Lots of work this morning on clarifying what we should do with hyphs. Here's the breakdown:
- We should fix the delimiters in the source data, not in the output process. That means:
-ʔ- becomes <ʔ> +a+ becomes <a> +C₂+ becomes <C₂> +CVC+ becomes <CVC>BUT ONLY (in the last two cases) where the same root morpheme appears before and after the sequence.
- The string-replacement code I wrote yesterday to crudely accomplish this in the output should be removed, since the standard hyph output will now be correct anyway.
- The deletions mentioned in SMK's post should be carried out by pre-processing the whole hyph before the "translated hyph" is created:
- Delete the second/rightmost instance of the root after these morphemes: inchoative (xml:id="ʔ"), characteristic (xml:id="CHAR"), out of control (xml:id="OC"), but only when they are infixes; you can now tell this context by the angle-bracket text nodes surrounding them. Note that there may be more than one infix separating the two roots (there are no instances of this right now, but there will be as more data is processed).
- Delete the first/leftmost instance of the root before the repetitive morpheme (xml:id="REP"), and put the root symbol before the second part of the root (again, only where it is an infix, determined by surrounding text nodes).

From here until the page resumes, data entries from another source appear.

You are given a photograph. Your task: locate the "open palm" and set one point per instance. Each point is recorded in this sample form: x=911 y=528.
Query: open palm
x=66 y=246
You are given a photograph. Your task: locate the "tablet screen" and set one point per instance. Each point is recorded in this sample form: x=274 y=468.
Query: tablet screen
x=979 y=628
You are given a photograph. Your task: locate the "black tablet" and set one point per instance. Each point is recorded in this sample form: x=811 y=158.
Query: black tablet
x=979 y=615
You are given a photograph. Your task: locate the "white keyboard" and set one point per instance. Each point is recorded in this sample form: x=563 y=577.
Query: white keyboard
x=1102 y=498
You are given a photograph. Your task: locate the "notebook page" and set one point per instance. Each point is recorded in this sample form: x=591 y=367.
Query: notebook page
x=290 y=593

- The other part of SMK's post, relating to the situation where a root morpheme has no gloss, is now changed: we do not keep the other instance of the root, but instead we replace the unglossed root with a smallcapped label "Unk", signifying "unknown".
ECH also sends these instructions re changes to the indexes in the appendix, having changed the feature structures of clitics. I've implemented these:Put the List of Root Morphemes first, and maybe change the headings as I've indicated here:
Four Appendices 1. List of Root Morphemes all roots (but not stems) (i.e. anything with <f name="baseType"> <symbol value="root"/></f>) 2. List of Lexical Affixes (from lex-pref.xml and lex-suf.xml) 3. List of Grammatical Morphemes -all grammatical affixes (those in the five affix xml files) plus inflectional clitics The inflectional clitics are defined as <f name="baseType"> <symbol value="clitic"/> AND <f name="cliticType"> <symbol value="inflectional"/> 4. List of Particles -all particles (particles.xml),
It makes sense to have the List of Root Morphemes because this provides a different information than what is in the Root-based Index. The Root-based Index is a listing of all the words in the dictionary organized by root, and with morphological breakdowns; the List of Root Morphemes in the Appendix is simply a list of all the root morphemes. It is therefore a subset of the information in the Root-based Index, but in listing only morphemes it parallels the other 3 appendices which are lists of different categories of morphemes. So the Appendices will list all the individual morphemes in the dictionary.